Almost nothing interests me less than does climate change and anything else that comes under the umbrella of ‘the destruction of the planet’. However, one thing I will give the environmental movement credit for is the way in which it assists modern-day high-school students to disguise as social awareness their natural disinclination to study.
Back when I was doing my HSC, young people were claiming to be preoccupied with the spectre of nuclear annihilation. In those days, your school having even just the one computer was an extremely big deal, and the fact that, we were told, the next world war was almost upon us seemed closely connected with the advent of these machines. Many of my fellow students and I had been deeply affected by the film WarGames, in which a computer allowed David Lightman (Matthew Broderick) not merely to change his high school grades but almost single-handedly send the United States to war with Russia. This state of affairs unfolds because the computer challenges Lightman to play a game between the two countries; he then needs to convince the machine (as though it were a human being) that he had simply wanted diversion, not nuclear apocalypse. Surely I wasn’t the only young person who was certain that just one class of ‘Computer Studies’ would put me a mere step away from a Lightmanesque mistake.

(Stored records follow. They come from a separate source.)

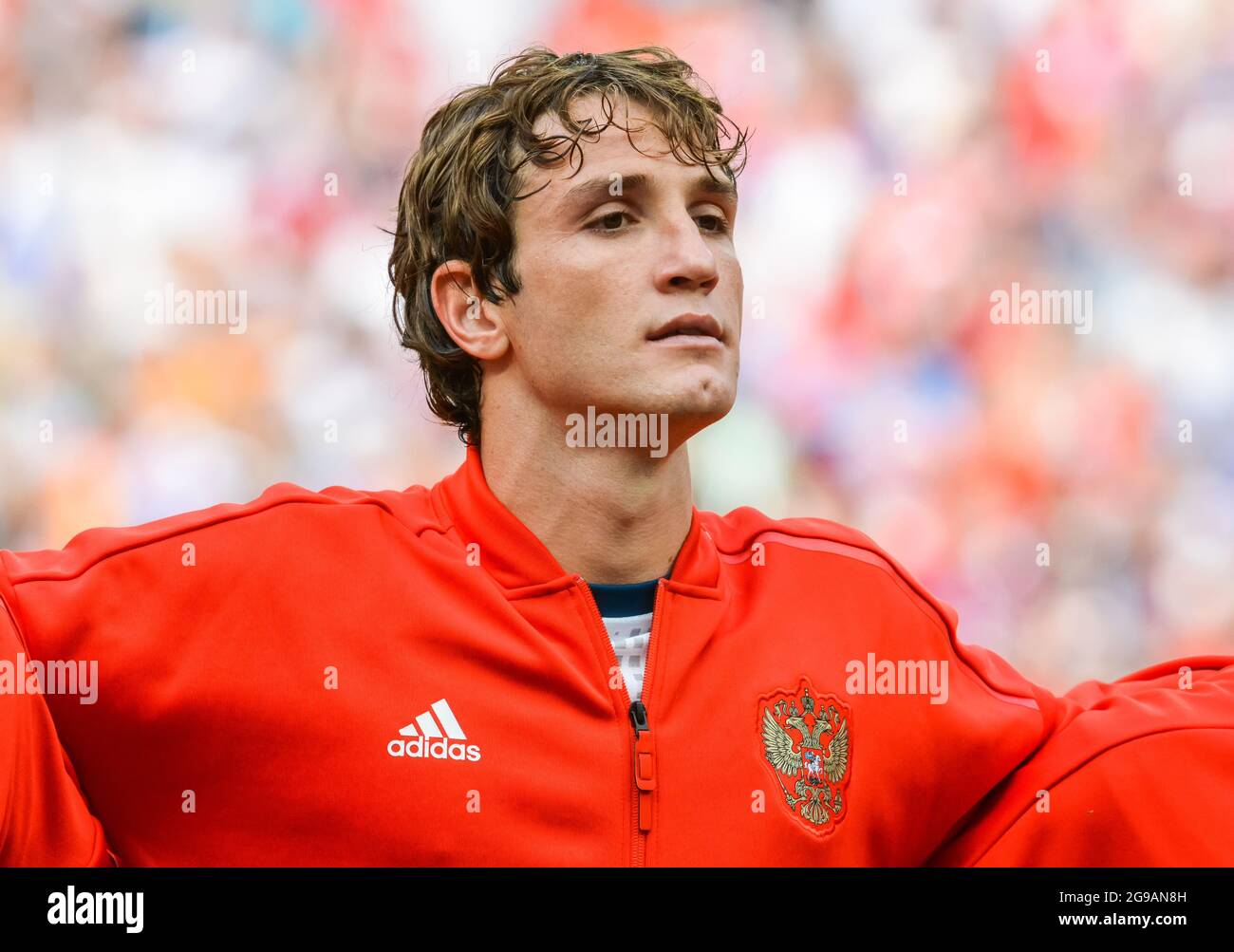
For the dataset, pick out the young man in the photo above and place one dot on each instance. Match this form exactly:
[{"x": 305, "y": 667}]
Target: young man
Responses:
[{"x": 428, "y": 677}]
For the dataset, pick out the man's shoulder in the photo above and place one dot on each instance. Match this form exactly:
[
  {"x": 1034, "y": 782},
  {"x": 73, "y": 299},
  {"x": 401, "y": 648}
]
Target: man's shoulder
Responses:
[
  {"x": 745, "y": 527},
  {"x": 811, "y": 549},
  {"x": 284, "y": 514}
]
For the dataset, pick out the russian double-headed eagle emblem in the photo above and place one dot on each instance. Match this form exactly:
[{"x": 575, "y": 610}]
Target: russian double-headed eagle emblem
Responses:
[{"x": 806, "y": 745}]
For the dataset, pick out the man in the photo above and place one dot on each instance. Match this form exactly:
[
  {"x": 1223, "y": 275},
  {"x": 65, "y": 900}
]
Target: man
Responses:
[{"x": 433, "y": 676}]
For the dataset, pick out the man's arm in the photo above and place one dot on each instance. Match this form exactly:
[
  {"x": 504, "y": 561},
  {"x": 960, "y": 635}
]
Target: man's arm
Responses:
[
  {"x": 44, "y": 816},
  {"x": 1135, "y": 772}
]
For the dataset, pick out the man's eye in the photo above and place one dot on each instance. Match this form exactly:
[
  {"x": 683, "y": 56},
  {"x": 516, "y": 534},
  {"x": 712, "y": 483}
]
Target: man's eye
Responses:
[{"x": 612, "y": 218}]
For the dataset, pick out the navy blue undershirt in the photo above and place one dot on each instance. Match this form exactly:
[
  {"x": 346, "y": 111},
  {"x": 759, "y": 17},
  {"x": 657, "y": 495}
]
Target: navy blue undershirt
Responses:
[{"x": 618, "y": 601}]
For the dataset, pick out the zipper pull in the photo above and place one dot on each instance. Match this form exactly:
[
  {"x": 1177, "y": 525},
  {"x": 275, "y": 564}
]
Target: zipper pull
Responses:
[{"x": 645, "y": 763}]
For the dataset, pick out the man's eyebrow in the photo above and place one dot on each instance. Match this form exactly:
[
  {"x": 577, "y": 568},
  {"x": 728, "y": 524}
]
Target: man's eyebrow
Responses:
[{"x": 597, "y": 189}]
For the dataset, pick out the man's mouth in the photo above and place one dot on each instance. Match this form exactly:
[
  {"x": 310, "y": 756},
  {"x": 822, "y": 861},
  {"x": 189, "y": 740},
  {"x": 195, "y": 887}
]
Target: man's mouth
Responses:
[{"x": 690, "y": 329}]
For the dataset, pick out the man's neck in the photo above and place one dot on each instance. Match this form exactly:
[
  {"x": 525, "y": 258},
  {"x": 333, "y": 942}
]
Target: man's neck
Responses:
[{"x": 613, "y": 515}]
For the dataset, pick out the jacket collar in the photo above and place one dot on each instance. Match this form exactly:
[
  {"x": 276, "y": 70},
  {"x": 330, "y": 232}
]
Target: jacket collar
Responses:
[{"x": 517, "y": 560}]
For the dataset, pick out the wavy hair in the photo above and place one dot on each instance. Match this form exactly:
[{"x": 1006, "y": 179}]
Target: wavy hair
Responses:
[{"x": 458, "y": 193}]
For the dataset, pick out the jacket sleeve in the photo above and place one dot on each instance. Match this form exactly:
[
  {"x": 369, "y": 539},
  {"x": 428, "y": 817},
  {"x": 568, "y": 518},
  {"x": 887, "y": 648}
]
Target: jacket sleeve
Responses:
[
  {"x": 1135, "y": 772},
  {"x": 44, "y": 815}
]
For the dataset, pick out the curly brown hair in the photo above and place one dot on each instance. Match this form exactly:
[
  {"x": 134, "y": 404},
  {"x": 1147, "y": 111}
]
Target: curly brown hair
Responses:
[{"x": 458, "y": 193}]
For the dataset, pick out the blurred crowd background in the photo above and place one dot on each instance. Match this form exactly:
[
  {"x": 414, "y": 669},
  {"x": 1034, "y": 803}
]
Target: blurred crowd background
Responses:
[{"x": 907, "y": 159}]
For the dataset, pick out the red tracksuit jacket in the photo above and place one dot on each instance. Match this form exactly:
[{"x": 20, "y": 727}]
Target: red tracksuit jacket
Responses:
[{"x": 410, "y": 679}]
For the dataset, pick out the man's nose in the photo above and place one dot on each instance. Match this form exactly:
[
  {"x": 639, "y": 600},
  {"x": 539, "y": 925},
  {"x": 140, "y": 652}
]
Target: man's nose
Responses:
[{"x": 686, "y": 262}]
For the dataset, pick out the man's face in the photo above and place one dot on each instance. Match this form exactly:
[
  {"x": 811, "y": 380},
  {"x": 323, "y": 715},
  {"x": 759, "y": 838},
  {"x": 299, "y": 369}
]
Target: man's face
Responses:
[{"x": 608, "y": 259}]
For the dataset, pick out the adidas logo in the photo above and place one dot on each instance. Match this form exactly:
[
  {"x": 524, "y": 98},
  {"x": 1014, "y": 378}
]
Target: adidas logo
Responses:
[{"x": 428, "y": 740}]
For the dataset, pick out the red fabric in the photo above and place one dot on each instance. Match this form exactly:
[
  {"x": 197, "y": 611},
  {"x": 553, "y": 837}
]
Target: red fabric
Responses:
[{"x": 213, "y": 692}]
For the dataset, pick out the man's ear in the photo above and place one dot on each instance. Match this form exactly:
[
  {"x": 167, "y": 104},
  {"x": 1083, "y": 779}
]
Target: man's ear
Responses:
[{"x": 470, "y": 321}]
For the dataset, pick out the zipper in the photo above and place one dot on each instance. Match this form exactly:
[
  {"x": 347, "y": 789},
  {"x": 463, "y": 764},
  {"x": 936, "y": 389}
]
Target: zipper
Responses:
[{"x": 643, "y": 747}]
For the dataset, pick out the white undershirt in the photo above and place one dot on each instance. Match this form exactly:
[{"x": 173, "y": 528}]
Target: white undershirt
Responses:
[{"x": 630, "y": 635}]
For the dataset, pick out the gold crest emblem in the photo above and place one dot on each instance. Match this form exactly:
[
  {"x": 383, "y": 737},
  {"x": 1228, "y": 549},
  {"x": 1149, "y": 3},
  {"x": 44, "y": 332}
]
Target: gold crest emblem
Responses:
[{"x": 805, "y": 742}]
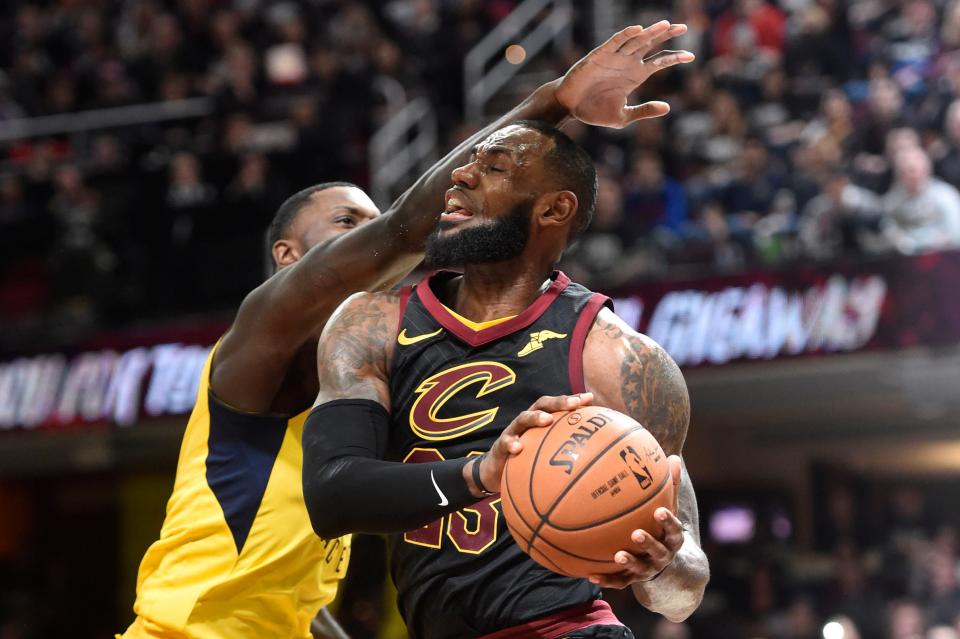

And WarGames was only the half of it. Back then, high school students seemed particularly to enjoy making poorly acted and produced films about the progress of their last night on earth before the bomb hit. Professional filmmakers also seemed to enjoy making badly acted and produced films on variations of this theme – to wit, 1984’s One Night Stand, about four formerly heedless young people who are trapped in the Sydney Opera House the night that nuclear war breaks out and in which the action is interspersed with footage of what seems to be an especially boring Midnight Oil concert. (Speaking of whom, in those days Midnight Oil were regarded as nothing less than soothsayers.) Back in the classroom, ‘General Studies’ primarily consisted of earnest conversations about what you would keep in your bomb shelter and would you really want still to live if you were the last person left alive? (Yes, I would – particularly if I were the last person left alive.)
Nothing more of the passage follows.